We sought to validate feedback generated by an AI-enabled case-based learning (CBL) platform compared to feedback from expert faculty scorers.
CBL is integrated into many medical curricula. Large language models (LLM) may provide a means to augment standard CBL pedagogical approaches with patient-like interactions. Further, LLMs have the potential to both simulate patient encounters and offer real-time feedback and coaching.
Five LLM-based interactive cases were undertaken by four student investigators to generate twenty cases for feedback.

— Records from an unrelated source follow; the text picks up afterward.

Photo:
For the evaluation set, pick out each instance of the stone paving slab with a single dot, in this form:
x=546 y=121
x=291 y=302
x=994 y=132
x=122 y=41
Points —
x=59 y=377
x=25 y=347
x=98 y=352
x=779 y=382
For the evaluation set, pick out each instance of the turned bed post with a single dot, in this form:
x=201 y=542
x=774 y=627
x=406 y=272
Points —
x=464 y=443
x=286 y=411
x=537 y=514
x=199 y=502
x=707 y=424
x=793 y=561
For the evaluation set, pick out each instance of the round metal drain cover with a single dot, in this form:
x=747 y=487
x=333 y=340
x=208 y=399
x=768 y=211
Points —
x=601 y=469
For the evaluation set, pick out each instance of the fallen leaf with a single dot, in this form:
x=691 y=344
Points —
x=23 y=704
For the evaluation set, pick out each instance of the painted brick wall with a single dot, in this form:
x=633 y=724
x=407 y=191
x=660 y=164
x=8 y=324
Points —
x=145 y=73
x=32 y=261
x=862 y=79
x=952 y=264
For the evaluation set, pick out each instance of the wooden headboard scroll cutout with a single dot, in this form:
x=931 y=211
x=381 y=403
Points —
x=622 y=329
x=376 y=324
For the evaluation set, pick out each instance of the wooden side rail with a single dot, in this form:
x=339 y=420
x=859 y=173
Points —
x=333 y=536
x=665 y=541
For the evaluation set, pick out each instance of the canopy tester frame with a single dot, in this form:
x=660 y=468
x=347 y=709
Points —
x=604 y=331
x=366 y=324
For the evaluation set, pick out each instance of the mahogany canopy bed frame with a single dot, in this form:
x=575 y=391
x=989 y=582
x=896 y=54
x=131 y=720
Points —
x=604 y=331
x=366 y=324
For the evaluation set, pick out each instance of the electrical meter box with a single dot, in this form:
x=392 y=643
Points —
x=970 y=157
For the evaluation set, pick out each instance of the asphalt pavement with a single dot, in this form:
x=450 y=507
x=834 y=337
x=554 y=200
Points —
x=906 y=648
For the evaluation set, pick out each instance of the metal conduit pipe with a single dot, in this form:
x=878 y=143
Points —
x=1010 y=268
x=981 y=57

In each case, learners assumed the role of the evaluating clinician, eliciting history, performing a physical exam, and ordering diagnostic testing. Feedback was provided by an LLM and two human faculty experts. The feedback was evaluated using various metrics including word length, reference to provided key clinical points, and two previously validated scores for feedback quality–the QuAL and EFeCT. These scores were completed by two neurologists.
LLM and human expert feedback were similar in terms of word length and number of sentences. In the feedback provided, the LLM commented on 20/20 (100%) aspects of the key learning points, compared to 39/60 (65%) for the human experts. Faculty evaluation of the feedback pertaining to history taking skills (HPI) demonstrated higher QuAL and EFeCT scores for the LLM than for the human experts (P < 0.001). When evaluating assessment and plan (A&P) related feedback, no differences were found between AI and human feedback according to faculty scorers.
LLMs can provide feedback to learners on case-based interactions in a manner comparable to human experts. The difference found in expert ratings between LLM and human feedback for HPI skills, but not A&P skills may result from the latter requiring more nuanced grading. A hybrid framework combining LLM-generated feedback with faculty input may offer high quality, equitably accessible, and timely feedback for students.